Hier tritt der 1. Fehler auf: at java.util.Vector.elementAt(Vector.java:470 => also in Zeile 470). Du solltest vorher abfragen, ob es noch ein Element gibt, so kannst du solche Exceptions vermeiden. Lass dir die Größe des Vektors ausgeben, sowas hilft ungemein.


----------



## Paul279 (28. Okt 2012)

so also in zeile 470 kann es mal nicht sein, da es in der Klasse "Vector.java" auftritt. Das ist die integrierte Java Klasse, da programmier ich gar nichts rum.

Könntest du mir bitte genauer erklären was du mit diesem Satz genauer meinst:


> Du solltest vorher abfragen, ob es noch ein Element gibt



Also meinst du, dass ich in meinem Code abfragen soll, ob es noch ein DefaultTableModel defaultTableModelTaenze gibt?
Das kann schon leicht möglich sein, aber ich überschreibe es doch mit einem new DefaultTableModel.
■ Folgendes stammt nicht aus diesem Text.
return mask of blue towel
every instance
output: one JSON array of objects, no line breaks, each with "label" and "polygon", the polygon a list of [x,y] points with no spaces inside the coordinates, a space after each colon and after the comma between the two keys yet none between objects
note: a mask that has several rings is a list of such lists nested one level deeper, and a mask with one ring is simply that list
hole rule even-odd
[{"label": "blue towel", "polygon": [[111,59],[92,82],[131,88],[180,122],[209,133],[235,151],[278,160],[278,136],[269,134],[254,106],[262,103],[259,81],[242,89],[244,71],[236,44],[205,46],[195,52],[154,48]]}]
Und so viel ich weiß, gibt es keinen Befehl unter Java, damit man Variablen "zerstören" kann.
Macht doch eh der Garbage Collector von Java.



> Lass dir die Größe des Vektors ausgeben, sowas hilft ungemein



Wenn du meinst, dass ich mir die Größe meiner Object[][] dataTable ausgeben lassen soll, das habe ich schon gemacht. Sie ist immer exakt 405 zeilen groß.

mfg Paul


----------



## Marco13 (28. Okt 2012)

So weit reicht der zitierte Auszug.